The Dallas case rises a question: Should protocols for infection control be revised?

protocol-ebola

A nurse from the Texas Health Presbyterian Hospital, where a patient was treated for Ebola, contracted the disease. This is the first case of Ebola transmission in North America. Although the authorities are reassuring, the question arises in hospitals: Are protocols in place really effective?

The nurse in question, Ms. Nina Pham wore protective equipment as directed by the hospital. Indeed, she claims to have followed protocol at all times and she is unable to identify how she could have contracted the virus. It is assumed that methods of environmental control were in place so the room was disinfected daily with sodium hypochlorite as prescribed.

A breach of protocol?

The director of the CDC (Center for Disease Control), Dr. Thomas R. Frieden believes that treatment protocols were not followed to the letter “Clearly there was a breach in protocol. We have the ability to prevent the spread of Ebola by caring safely for patients.”

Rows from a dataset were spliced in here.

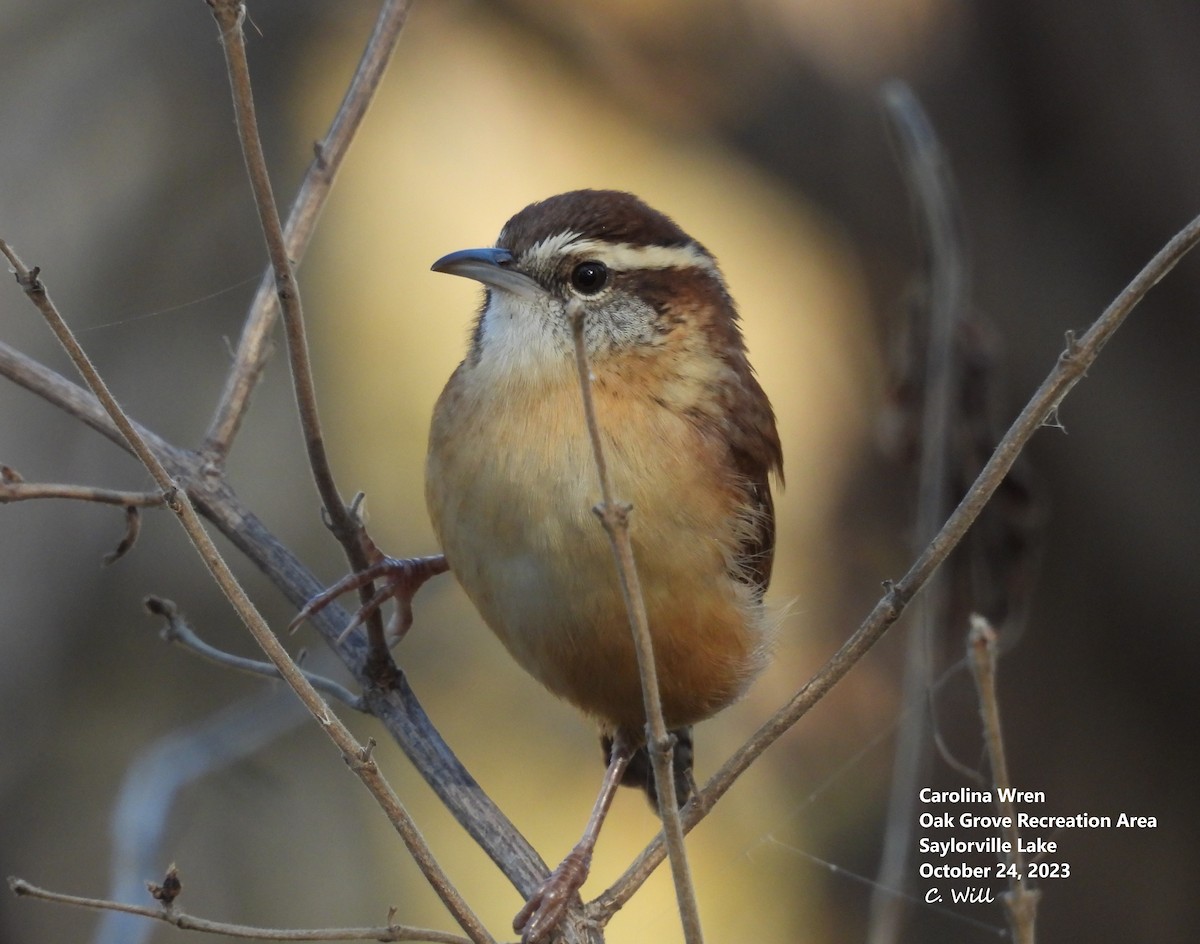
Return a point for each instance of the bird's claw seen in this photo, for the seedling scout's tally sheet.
(544, 911)
(400, 577)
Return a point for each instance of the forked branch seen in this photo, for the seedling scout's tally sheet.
(1073, 364)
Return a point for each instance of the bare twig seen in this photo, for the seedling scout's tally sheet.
(931, 188)
(1041, 409)
(342, 522)
(178, 500)
(190, 923)
(15, 488)
(253, 348)
(142, 815)
(179, 632)
(615, 517)
(396, 707)
(1020, 901)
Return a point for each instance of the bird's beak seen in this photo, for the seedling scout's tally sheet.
(493, 268)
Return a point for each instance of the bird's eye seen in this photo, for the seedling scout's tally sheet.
(589, 277)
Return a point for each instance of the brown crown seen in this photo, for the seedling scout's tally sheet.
(612, 215)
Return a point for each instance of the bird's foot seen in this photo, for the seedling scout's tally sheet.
(544, 911)
(400, 578)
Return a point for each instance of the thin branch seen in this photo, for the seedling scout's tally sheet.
(615, 516)
(395, 707)
(1020, 901)
(180, 633)
(191, 923)
(15, 488)
(18, 489)
(1041, 410)
(346, 525)
(255, 348)
(931, 187)
(178, 500)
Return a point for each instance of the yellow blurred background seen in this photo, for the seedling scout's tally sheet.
(756, 126)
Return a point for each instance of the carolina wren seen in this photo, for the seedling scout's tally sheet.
(690, 442)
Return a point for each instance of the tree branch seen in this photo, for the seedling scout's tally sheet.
(255, 348)
(396, 707)
(615, 517)
(342, 522)
(190, 923)
(177, 499)
(180, 633)
(1041, 409)
(1021, 900)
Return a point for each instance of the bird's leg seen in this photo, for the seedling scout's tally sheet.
(401, 578)
(545, 908)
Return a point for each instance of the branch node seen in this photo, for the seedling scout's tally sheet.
(168, 890)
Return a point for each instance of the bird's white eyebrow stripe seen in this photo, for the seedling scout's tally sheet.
(622, 256)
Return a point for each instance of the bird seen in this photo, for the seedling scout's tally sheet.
(690, 444)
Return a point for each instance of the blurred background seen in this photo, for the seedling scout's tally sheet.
(757, 126)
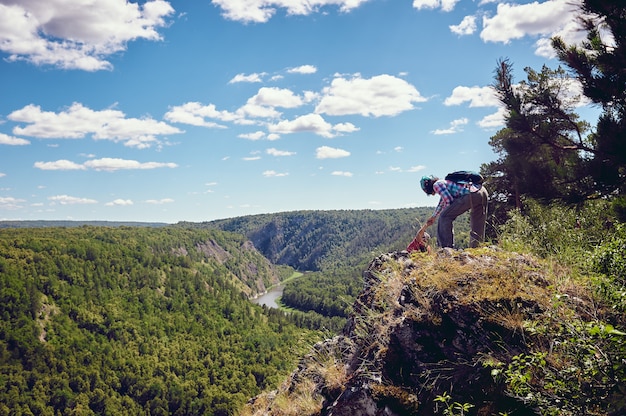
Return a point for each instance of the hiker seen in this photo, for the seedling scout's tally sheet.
(457, 195)
(420, 242)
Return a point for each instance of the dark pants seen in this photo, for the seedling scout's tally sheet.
(476, 203)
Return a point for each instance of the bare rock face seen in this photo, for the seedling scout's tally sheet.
(428, 333)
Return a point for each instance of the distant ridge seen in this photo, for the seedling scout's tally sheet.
(69, 223)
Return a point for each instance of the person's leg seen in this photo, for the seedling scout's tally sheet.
(478, 216)
(445, 231)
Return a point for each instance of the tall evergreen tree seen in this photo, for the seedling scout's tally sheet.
(599, 64)
(544, 147)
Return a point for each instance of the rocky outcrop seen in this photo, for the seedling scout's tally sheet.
(433, 334)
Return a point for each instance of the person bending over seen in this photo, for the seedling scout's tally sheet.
(455, 199)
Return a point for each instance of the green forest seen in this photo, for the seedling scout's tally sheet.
(99, 320)
(120, 319)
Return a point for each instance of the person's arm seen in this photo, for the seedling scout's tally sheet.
(445, 199)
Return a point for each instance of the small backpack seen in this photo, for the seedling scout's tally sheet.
(465, 176)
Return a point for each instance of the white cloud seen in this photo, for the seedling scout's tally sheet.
(382, 95)
(275, 97)
(106, 164)
(417, 168)
(194, 113)
(477, 97)
(71, 200)
(326, 152)
(273, 173)
(77, 121)
(493, 120)
(445, 5)
(260, 11)
(547, 19)
(113, 164)
(12, 141)
(466, 27)
(62, 164)
(119, 202)
(304, 69)
(10, 203)
(76, 34)
(455, 127)
(252, 78)
(276, 152)
(308, 123)
(257, 135)
(159, 201)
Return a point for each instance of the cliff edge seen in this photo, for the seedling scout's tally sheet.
(476, 332)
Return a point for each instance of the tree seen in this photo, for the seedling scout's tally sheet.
(545, 151)
(599, 64)
(544, 147)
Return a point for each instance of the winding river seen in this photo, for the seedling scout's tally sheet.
(270, 297)
(274, 293)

CDCs are investigating in order to identify how Ms. Pham may have acquired the infection. Protocols are of course being examined. They would be sufficient to protect healthcare workers from infection by the virus if followed properly. Nevertheless, removing the protective equipment is always pointed out as a critical step. In Europe, another investigation is under way to understand how a Spanish nurse found herself in the same situation.

No reported case in Quebec, yet

The Ministère de la Santé et des Services sociaux in collaboration with the Institut nationale de santé publique du Québec has issued recommendations in case of an outbreak. It is important that each healthcare center that can receive a potentially infectious patient put in place appropriate precautionary measures. Thus, it is important to have the required equipment for this type of care.